Ionuț Bâlbă

Personal information
- Full name: Ionuț Mihai Bâlbă
- Date of birth: 1 November 1981 (age 44)
- Place of birth: Pașcani, Romania
- Height: 1.81 m (5 ft 11+1⁄2 in)
- Position: Striker

Youth career
- CFR Pașcani

Senior career*
- Years: Team / Apps / (Gls)
- 2001–2002: CFR Pașcani
- 2002–2010: Politehnica Iași / 172 / (46)
- 2010: Botoșani / 5 / (1)
- 2011: Gloria Bistrița / 5 / (2)
- 2011: CSMS Iași / 3 / (1)
- 2012: Viitorul Belcești
- 2012: Jiul Petroșani
- 2013: Viitorul Târgu Frumos
- 2018–2020: Bradu Borca
- Total:  / 185 / (50)

= Ionuț Bâlbă =

Romanian footballer

Ionuț Mihai Bâlbă (born 1 November 1981) is a Romanian retired football player who played as a striker.
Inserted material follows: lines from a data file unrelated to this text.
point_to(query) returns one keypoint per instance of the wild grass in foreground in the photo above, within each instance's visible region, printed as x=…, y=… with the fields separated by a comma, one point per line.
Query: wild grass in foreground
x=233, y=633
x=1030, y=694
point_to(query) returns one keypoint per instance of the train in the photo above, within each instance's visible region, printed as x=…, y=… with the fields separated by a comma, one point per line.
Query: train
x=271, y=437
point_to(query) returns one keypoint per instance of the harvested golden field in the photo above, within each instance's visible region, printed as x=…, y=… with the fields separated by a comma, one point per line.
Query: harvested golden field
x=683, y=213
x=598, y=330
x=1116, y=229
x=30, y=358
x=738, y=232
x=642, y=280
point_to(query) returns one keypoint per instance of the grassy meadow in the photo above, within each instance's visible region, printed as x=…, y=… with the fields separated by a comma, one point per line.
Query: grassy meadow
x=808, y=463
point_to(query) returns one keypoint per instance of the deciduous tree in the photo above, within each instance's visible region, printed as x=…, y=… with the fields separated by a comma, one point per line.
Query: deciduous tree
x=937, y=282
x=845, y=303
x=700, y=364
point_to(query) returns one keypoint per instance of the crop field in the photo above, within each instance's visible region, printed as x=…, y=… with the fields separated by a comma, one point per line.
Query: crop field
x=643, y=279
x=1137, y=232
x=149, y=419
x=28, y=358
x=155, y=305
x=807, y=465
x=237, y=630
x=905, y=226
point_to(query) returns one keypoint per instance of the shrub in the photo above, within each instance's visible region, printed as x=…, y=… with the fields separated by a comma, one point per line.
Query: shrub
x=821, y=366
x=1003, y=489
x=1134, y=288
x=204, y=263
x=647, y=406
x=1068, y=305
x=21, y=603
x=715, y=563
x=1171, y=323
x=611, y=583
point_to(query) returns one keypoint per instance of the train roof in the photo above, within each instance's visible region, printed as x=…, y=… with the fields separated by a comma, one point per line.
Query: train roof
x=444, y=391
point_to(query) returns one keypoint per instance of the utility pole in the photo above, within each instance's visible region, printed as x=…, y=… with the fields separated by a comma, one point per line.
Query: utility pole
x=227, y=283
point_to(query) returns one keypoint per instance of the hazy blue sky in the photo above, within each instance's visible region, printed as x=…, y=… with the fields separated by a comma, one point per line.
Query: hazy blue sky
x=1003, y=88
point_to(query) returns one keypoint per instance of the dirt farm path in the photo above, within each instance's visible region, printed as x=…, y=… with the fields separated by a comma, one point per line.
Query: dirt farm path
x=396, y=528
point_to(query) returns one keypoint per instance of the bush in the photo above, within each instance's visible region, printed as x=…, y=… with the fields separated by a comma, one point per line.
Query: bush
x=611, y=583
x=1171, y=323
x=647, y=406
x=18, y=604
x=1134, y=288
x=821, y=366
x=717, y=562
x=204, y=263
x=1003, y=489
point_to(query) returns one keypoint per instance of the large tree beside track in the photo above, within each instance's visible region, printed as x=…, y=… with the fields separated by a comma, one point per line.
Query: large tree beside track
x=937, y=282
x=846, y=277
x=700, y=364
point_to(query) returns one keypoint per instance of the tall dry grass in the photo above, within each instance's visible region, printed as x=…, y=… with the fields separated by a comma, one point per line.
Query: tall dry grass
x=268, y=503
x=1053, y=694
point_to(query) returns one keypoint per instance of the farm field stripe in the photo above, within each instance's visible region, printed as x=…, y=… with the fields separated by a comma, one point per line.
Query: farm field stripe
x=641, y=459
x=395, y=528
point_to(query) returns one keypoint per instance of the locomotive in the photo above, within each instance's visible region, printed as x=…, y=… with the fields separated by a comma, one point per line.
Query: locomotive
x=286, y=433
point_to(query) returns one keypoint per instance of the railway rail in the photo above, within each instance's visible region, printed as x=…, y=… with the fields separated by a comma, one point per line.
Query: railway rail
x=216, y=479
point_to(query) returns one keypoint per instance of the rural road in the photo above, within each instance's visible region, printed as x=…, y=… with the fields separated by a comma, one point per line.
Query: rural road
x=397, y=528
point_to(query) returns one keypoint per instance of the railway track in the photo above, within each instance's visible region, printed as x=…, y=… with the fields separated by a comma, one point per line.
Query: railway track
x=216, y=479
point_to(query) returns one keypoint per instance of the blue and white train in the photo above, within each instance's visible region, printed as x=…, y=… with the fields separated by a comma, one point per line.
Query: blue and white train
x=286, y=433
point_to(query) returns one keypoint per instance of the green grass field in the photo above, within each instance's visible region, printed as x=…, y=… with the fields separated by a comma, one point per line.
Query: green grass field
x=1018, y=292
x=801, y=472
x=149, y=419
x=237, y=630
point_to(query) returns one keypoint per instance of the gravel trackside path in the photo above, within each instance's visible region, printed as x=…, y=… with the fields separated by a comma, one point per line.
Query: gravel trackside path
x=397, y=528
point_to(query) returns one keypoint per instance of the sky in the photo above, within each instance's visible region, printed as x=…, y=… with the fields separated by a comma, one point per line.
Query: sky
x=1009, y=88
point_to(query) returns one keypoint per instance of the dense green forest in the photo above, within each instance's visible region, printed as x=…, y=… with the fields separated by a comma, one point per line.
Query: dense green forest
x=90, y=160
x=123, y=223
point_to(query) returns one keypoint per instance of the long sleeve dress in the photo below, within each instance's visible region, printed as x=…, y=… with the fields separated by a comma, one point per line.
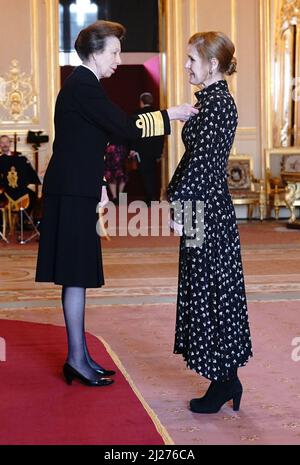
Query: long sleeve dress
x=212, y=329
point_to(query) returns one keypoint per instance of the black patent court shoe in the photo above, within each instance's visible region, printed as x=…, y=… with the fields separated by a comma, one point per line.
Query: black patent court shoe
x=217, y=395
x=70, y=373
x=103, y=372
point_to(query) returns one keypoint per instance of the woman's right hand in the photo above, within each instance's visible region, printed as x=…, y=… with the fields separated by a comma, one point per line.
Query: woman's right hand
x=182, y=112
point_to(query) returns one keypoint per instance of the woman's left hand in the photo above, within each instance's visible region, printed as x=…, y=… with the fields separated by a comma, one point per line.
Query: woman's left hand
x=104, y=197
x=176, y=227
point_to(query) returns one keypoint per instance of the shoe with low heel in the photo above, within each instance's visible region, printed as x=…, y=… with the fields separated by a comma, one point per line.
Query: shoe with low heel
x=217, y=395
x=104, y=372
x=70, y=373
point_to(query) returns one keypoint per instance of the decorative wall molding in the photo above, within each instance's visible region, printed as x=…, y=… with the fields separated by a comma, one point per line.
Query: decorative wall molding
x=18, y=99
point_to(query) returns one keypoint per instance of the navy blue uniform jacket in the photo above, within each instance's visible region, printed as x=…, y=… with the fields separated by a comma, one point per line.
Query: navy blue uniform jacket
x=84, y=119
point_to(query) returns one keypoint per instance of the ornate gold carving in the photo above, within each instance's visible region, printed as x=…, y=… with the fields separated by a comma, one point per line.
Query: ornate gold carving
x=18, y=95
x=290, y=14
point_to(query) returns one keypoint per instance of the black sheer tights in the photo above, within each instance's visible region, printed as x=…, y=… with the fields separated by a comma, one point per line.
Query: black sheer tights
x=73, y=302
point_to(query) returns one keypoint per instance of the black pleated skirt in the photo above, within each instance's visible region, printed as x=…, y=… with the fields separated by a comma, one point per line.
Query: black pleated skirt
x=69, y=248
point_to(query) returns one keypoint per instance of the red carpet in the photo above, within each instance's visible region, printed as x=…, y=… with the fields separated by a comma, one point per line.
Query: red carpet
x=38, y=407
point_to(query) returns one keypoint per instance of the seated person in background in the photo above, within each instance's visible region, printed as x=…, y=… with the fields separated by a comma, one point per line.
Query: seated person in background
x=16, y=173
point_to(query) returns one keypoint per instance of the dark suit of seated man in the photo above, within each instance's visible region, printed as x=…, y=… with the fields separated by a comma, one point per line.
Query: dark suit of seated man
x=16, y=173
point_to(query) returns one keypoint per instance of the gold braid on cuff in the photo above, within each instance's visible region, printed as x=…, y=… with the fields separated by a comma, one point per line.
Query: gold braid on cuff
x=151, y=124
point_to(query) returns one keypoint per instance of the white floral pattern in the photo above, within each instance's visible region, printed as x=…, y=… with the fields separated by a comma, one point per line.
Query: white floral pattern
x=212, y=329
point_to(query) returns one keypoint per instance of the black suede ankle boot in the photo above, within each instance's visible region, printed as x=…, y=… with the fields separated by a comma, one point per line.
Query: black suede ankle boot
x=218, y=393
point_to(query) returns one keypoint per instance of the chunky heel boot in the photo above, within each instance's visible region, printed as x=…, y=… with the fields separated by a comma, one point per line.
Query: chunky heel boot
x=218, y=393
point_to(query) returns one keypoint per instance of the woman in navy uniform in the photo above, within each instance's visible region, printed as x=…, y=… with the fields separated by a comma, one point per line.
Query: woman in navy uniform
x=212, y=330
x=69, y=248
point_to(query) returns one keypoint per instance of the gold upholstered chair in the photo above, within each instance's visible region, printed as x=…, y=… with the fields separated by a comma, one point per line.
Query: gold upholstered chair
x=283, y=180
x=244, y=188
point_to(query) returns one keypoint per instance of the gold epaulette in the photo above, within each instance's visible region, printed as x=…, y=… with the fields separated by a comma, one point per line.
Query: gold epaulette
x=152, y=124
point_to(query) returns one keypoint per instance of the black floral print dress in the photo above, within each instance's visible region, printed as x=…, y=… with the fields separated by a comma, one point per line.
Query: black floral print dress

He played mainly for Politehnica Iași and made 142 appearances, scoring 35 goals in the Romanian top-league, Liga I.

==Career==
Bâlbă was born on 1 November 1981 in Pașcani, Romania and began playing junior-level football at local club CFR. He began playing for the club's senior team during the 2001–02 Divizia C season. In 2002, he was transferred for a $10,000 fee by Divizia B club Politehnica Iași. He helped them gain promotion to the first league at the end of the 2003–04 season by netting 12 goals. Subsequently, Bâlbă made his Divizia A debut under coach Vasile Simionaș on 30 July 2004 in a 2–1 loss to Rapid București, scoring his side's goal. In the 2005–06 season, he netted a career-best nine goals in the first league, including a brace in a 4–0 win over FCM Bacău. In the following two seasons, Bâlbă netted eight goals in each season, including two doubles in victories against Jiul Petroșani and UTA Arad. Bâlbă was heavily criticized when he had the rims of his car painted in gold, as Politehnica had financial problems at that time. In order to show solidarity and defend him, coach Ionuț Popa also had the emblems of his car painted in gold. During his years at Politehnica, Bâlbă received offers from top Romanian clubs such as Rapid, CFR Cluj, FC Vaslui, Universitatea Craiova and Unirea Urziceni. However, none of these materialized, either because Politehnica demanded a high transfer fee or because he did not wish to leave. Eventually, following Politehnica's relegation at the end of the 2009–10 season, he joined the second-tier club Botoșani. Bâlbă returned to first league football by signing with Gloria Bistrița where he made his last Liga I appearance and also scored a goal in a 3–1 loss to Steaua București, totaling 142 matches with 35 goals in the competition. Afterwards, he spent the first half of the 2011–12 Liga II season at CSMS Iași, before moving to Liga IV club Viitorul Belcești, but CSMS managed to gain promotion to the first league without him. Bâlbă spent the last years of his career playing for teams in the Romanian lower leagues such as Jiul Petroșani, Viitorul Târgu Frumos and Bradu Borca.

==Controversy==
Bâlbă was caught by police on several occasions driving under the influence, driving with a suspended license, and crashing his car into a pole. Eventually, he received a nine-month suspended sentence.